Criminal justice reform, and the militarization of the police, has been a hot-button issue for the last few years; groups like “Black Lives Matters” have been calling for “criminal justice reform” to become a more important issue in Washington DC.  While Senators like Rand Paul and Cory Booker are crossing party lines to introduce bi-partisan legislation, others are looking to strengthen police power.


Senator Cornyn’s legislation would make it nearly impossible to hold police accountable for their actions.

On May 16th Senator John Cornyn, Republican Senator from Texas, introduced the “Back the Blue Act of 2017,” which was co-sponsored by 15 other Republican Senators, while his colleague Representative Ted Poe, also a Texas Republican, introduced identical legislation in the House of Representatives.  The bill grossly expands police power nationwide, and, as South Carolina attorney Robert Phillips states “essentially ends all police liability” in this country.  But it does so much more than that.  

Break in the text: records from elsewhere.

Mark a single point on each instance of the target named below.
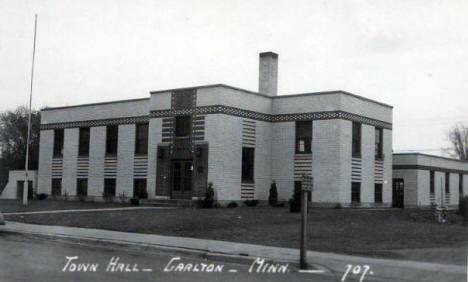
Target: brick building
(172, 144)
(421, 180)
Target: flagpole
(25, 185)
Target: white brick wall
(326, 155)
(344, 134)
(125, 155)
(388, 163)
(368, 164)
(70, 154)
(282, 158)
(45, 161)
(92, 112)
(422, 186)
(263, 160)
(97, 149)
(154, 138)
(410, 178)
(224, 134)
(160, 101)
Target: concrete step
(169, 202)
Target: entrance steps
(169, 202)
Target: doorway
(398, 195)
(182, 179)
(19, 190)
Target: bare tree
(458, 137)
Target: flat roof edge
(94, 104)
(335, 92)
(209, 86)
(430, 156)
(274, 97)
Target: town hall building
(174, 143)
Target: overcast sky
(410, 54)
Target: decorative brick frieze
(93, 123)
(221, 109)
(227, 110)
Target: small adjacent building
(421, 180)
(173, 143)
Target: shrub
(135, 201)
(108, 198)
(251, 203)
(123, 197)
(232, 205)
(273, 197)
(295, 201)
(42, 196)
(208, 201)
(463, 207)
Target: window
(378, 193)
(183, 124)
(447, 183)
(378, 143)
(58, 143)
(460, 185)
(112, 134)
(139, 188)
(83, 146)
(356, 146)
(431, 184)
(141, 142)
(248, 164)
(182, 99)
(303, 137)
(82, 187)
(56, 187)
(355, 192)
(109, 187)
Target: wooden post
(303, 263)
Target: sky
(409, 54)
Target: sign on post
(307, 186)
(307, 182)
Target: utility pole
(26, 165)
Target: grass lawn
(382, 233)
(15, 206)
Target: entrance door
(19, 190)
(182, 179)
(398, 193)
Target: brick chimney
(268, 74)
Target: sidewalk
(382, 268)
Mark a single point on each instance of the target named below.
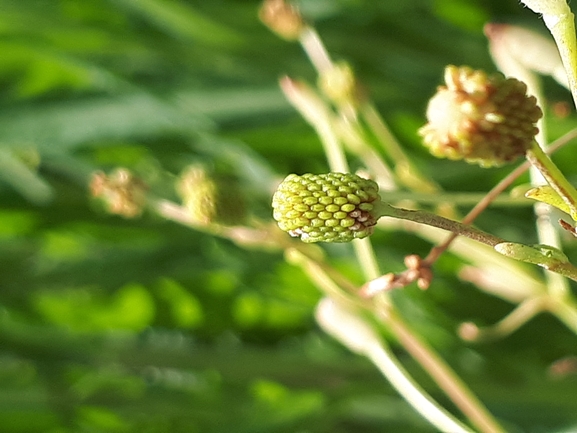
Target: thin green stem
(434, 220)
(541, 161)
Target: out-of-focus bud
(485, 119)
(122, 193)
(339, 84)
(210, 199)
(282, 18)
(333, 207)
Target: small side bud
(333, 207)
(122, 192)
(282, 18)
(339, 84)
(210, 199)
(484, 119)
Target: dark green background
(115, 325)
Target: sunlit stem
(541, 161)
(524, 312)
(434, 220)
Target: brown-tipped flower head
(210, 199)
(486, 119)
(333, 207)
(122, 192)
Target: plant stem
(431, 219)
(541, 161)
(447, 380)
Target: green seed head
(333, 207)
(484, 119)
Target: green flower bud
(210, 199)
(485, 119)
(283, 18)
(339, 84)
(333, 207)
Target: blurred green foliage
(116, 325)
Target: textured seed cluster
(485, 119)
(333, 207)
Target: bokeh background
(110, 324)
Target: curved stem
(541, 161)
(434, 220)
(446, 378)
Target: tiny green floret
(333, 207)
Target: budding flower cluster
(485, 119)
(333, 207)
(210, 199)
(122, 192)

Sections 2-4 make it a federal crime to kill, conspire to kill, attempt to kill, or assault any law enforcement officer, judge, or first responder whose agency receives federal funding. State and local law enforcement officials, who receive a large portion of their funding from the federal government, are covered by this legislation.

What Does that Mean?

“Back the Blue” would make any action against law enforcement a federal crime. Reducing local power.

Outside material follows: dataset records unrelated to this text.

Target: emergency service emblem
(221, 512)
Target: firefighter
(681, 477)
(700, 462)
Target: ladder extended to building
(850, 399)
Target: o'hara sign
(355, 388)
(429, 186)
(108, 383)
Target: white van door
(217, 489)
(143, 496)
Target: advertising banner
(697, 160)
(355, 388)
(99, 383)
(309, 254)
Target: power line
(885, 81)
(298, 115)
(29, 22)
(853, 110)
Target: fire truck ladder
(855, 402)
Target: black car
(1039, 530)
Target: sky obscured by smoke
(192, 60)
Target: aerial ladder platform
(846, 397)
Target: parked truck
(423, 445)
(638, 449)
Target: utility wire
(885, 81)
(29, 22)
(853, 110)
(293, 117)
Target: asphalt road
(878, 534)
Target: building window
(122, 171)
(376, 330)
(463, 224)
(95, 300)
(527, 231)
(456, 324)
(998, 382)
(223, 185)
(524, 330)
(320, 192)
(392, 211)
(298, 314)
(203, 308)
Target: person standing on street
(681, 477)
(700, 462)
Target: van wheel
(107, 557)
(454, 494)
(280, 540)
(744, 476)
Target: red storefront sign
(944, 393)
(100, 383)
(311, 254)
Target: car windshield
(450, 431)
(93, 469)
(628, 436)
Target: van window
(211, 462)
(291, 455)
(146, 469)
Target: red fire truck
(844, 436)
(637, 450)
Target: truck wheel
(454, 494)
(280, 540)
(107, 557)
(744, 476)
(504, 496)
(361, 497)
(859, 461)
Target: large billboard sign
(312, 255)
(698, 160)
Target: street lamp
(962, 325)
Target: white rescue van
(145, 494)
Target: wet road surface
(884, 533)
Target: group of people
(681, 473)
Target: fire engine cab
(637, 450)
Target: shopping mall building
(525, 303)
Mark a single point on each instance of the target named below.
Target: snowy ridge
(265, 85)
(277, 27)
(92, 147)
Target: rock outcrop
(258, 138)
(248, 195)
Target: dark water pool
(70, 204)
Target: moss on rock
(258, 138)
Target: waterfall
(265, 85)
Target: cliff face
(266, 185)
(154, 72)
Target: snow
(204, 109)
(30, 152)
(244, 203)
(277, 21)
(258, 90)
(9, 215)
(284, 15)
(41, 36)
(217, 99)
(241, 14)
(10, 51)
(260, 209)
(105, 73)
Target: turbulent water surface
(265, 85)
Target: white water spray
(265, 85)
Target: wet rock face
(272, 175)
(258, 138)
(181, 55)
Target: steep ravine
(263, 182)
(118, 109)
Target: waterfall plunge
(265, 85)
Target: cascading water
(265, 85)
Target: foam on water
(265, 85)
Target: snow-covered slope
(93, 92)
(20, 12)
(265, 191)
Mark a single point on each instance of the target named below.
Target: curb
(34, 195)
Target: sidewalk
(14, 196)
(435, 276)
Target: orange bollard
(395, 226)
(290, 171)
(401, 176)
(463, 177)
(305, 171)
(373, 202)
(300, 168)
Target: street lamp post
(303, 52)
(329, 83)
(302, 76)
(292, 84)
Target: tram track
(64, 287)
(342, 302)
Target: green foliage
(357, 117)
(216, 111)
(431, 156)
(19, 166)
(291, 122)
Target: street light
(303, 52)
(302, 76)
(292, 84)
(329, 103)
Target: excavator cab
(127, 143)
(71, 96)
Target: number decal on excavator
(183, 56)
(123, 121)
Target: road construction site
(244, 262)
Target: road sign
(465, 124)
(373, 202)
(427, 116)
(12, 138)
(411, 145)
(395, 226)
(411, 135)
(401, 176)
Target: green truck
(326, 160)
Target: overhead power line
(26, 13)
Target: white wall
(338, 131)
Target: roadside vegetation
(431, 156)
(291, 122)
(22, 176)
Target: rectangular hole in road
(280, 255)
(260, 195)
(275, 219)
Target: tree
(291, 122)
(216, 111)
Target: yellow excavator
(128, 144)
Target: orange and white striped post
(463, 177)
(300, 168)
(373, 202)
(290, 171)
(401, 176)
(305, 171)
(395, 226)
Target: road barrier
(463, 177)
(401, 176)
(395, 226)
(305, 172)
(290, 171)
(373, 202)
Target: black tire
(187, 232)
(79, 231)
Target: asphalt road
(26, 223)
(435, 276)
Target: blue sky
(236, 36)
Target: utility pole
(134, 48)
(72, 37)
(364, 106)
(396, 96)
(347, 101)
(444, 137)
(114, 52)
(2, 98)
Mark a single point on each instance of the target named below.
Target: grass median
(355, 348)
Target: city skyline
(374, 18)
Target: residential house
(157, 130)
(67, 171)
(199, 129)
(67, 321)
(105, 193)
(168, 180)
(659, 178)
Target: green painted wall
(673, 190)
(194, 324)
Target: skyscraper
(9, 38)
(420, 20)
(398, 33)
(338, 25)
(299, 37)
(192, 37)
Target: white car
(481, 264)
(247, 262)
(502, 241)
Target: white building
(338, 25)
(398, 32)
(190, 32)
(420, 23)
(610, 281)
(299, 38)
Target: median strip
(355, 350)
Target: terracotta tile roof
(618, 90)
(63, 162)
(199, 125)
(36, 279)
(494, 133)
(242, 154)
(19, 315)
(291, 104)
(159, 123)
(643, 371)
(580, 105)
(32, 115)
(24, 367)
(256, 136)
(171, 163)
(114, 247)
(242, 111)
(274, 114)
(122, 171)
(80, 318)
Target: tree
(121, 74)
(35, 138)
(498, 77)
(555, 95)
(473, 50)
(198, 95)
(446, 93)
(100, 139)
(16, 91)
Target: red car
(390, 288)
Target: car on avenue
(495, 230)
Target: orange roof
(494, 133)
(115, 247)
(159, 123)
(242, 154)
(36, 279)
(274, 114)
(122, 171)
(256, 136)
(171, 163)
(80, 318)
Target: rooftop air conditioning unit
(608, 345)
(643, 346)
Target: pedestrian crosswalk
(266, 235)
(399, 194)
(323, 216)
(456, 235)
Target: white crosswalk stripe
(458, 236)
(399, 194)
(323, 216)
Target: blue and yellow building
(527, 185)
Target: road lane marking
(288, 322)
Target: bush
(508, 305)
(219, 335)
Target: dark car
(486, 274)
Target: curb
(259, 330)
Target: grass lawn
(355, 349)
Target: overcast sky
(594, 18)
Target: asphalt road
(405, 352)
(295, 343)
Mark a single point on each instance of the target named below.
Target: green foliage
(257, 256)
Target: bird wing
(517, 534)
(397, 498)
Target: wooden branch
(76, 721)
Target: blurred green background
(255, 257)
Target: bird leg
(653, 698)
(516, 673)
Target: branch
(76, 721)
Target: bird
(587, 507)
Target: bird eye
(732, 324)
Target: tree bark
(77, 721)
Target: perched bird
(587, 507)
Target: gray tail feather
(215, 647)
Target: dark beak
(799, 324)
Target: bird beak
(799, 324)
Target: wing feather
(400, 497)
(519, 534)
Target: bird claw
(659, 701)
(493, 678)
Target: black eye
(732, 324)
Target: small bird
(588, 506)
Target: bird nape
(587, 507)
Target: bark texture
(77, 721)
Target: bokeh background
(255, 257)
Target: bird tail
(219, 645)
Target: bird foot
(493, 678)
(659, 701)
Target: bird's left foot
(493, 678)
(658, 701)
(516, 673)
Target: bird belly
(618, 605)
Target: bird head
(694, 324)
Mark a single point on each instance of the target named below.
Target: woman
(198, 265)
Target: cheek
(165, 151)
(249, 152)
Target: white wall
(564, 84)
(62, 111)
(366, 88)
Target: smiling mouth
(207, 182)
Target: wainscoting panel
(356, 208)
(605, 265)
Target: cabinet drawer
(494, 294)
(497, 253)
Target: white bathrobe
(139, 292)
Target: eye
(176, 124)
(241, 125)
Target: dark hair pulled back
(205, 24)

Currently, crimes against law enforcement officials are covered by state and local law.  This means that if you kill a cop in Philadelphia, you are subject to whatever crimes the state of Pennsylvania can charge you with. Currently, the state of Pennsylvania has the death penalty, so killing a cop can be a capital offense, however, Larry Krasner, a Philadelphia Civil Rights Attorney running for District Attorney, has stated he will never seek the death penalty. So let’s say a man kills a police officer in Philadelphia, new DA Larry Krasner has refused to seek the death penalty.  If this angered the Attorney General’s office, they can now seek to add federal crimes against the defendant and seek the death penalty for themselves.

More importantly, however, this means that a defendant could theoretically be in a situation where he faces “double jeopardy.”

if convicted this movie is shown on a loop in your jail-cell

Take Henry Magee, for example. On December 19th, 2013, Magee shot and killed a police officer in Texas as the officer served a “no-knock” warrant.  On 2/7/2014 a Texas grand jury agreed with Magee’s lawyer, who said Magee thought he was being robbed and acted in self-defense.  In this scenario, although Henry Magee was acquitted of a crime, a “law and order” type US Attorney General could then re-file federal charges against Magee, making him stand trial again, in fact, the bill actually encourages federal action, in this scenario;

“the verdict or sentence obtained pursuant to State charges left demonstratively unvindicated the Federal interest in eradicating bias-motivated violence” or “a prosecution by the United States is in the public interest and necessary to secure substantial justice.”

And that’s just the tip of the iceberg.  Sections 2-4 also make it a federal offense to “assault” a law enforcement officer.  That means, if you and your buddies are out at the bar one night, and an officer tries to arrest you for being drunk in public, and you knock him down, you could face federal prosecution where the mandatory minimum sentence you can receive would be two years. 

Section 5

Section 5 makes it even more difficult to recover damages from law enforcement officials and agencies for violating your rights.  

As it currently stands, it is already incredibly difficult to recover damages from law enforcement officials due to something called “qualified immunity.”  Qualified immunity says that if a law enforcement officer violates your civil rights, than you can sue them, but that power has been limited by the Supreme Court.  SCOTUS said you can only sue law enforcement if what he did violated a “clearly established legal right” which is incredibly vague, and it has to be really, really obvious. In Malley v. Briggs the court determined that law enforcement was not liable in  “all but the plainly incompetent or those who knowingly violate the law.”

So if it’s already difficult to sue the police, how can section 5 of this legislation make it worse?

“incurred in the course of, or as a result of, or . . . related to, conduct by the injured party that, more likely than not, constituted a felony or a crime of violence . . . (including any deprivation in the course of arrest or apprehension for, or the investigation, prosecution, or adjudication of, such an offense).”

This means that even if you could win your civil case against a police officer, they are only liable for “out of pocket” expenses.  This means that if you die during an arrest, those responsible only have to cover your funeral, no matter how unjust the killing was.  

The “Back the Blue Act,” if it passes and is signed into law, will grossly undermine a State’s ability to maintain their sovereignty, while absolving police of almost all accountability for their actions.  If passed, it is exceptionally likely that victims of police brutality will never see appropriate action taken against the perpetrators, and it will create federal criminals out of thousands of people.